State Bank of India (SBI) plans to revamp its entire operational setup for lending to micro, small and medium enterprises (MSMEs) with a view to improve turnaround time (TAT) and customer experience while keeping bad loans in check. The bank has floated a request-for-proposal (RFP) seeking bids from consultants to carry out the process.

In the tender document dated March 26, the bank said that it would like to increase its market share in this category, which currently stands at 15%. “With the objective of becoming banker of choice for MSMEs, SBI intends to improve existing processes and structure in the SME space for achieving improvement in market share/enhance the portfolio while ensuring the asset quality,” SBI said.
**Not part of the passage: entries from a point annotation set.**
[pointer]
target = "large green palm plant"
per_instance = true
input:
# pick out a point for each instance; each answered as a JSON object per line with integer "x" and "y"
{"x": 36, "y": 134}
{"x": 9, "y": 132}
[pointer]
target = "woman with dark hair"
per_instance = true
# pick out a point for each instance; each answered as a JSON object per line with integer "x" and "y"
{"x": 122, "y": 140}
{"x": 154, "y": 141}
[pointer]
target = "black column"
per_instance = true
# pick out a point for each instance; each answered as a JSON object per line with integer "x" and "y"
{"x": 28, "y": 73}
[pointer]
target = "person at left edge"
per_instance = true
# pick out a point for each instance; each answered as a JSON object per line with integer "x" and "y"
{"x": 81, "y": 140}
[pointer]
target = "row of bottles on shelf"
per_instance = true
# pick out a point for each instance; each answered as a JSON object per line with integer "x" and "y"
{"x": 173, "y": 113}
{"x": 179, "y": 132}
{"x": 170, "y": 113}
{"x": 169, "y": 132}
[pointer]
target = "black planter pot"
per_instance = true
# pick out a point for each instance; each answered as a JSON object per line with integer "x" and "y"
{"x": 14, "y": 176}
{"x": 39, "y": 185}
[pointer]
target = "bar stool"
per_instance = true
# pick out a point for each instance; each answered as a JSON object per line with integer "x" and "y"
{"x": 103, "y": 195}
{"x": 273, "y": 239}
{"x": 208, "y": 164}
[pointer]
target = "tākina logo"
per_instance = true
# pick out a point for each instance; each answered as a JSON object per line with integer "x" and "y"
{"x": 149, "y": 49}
The document reveals certain gaps in the existing operational flows of the bank. For instance, the credit guarantee fund trust for micro and small enterprises (CGTMSE) journey is entirely manual as there is no interface with the fund’s portal. The bank says that there has been poor offtake in this segment and there is a need to identify deficiencies in on-boarding which are resulting in high non-performing assets (NPAs). SBI also needs to develop analytics tools to generate supply chain financing business from its existing current account (CA) base.

There are four verticals in SBI’s MSME lending operations — SME Centre and relationship managers, supply chain finance, CGTMSE and cluster financing.

At the SME centre, the bank wants to identify gaps in the end-to-end process of loan origination, sanction and monitoring and propose changes in process flow and end-to-end digitisation specific to loans up to Rs 1 crore. They are also looking to reduce the TAT and improve on-boarding. In terms of the relationship manager (RM) enablement, the consultant will be required to benchmark digital offerings of RMs of peers and identify areas of data obtention that can be digitised and centralised, including making available a digital tool to work from anywhere.

In the supply chain finance (SCF) vertical, too, SBI wishes to benchmark current dealer/vendor financing SCF journeys with the “best-in-class world players and identify gaps.” The consultant will be required to develop value chain analytics capabilities, including an analytics framework on the lack of transaction flows of the existing current account (CA) base to generate leads for vendor and dealer onboarding.

The consultant will be tasked with identifying the reasons for poor offtake in CGTMSE schemes and suggesting measures for improvement. They will also have to identify deficiencies in on-boarding which could be hurting asset quality.

In cluster financing, the bank wants to build in risk mitigants. It expects the consultant to suggest a co-ordination mechanism with various government agencies for increased thrust in the cluster portfolio.The consultant will also be expected to bring in new fintechs for partnering with the bank, among other things.

SBI has a 1,770-strong team of RMs to provide specialised services to MSMEs as per their requirements. It has a network of more than 1,100 specialised SME intensive and MSME branches. Its SME portfolio grew 5.6% year-on-year (y-o-y) to `2.94 lakh crore at the end of December 2020. The NPA ratio stood at 6.85% in the SME segment amid an interim judicial order to not recognise NPAs after August 31, 2020. The order has since been lifted.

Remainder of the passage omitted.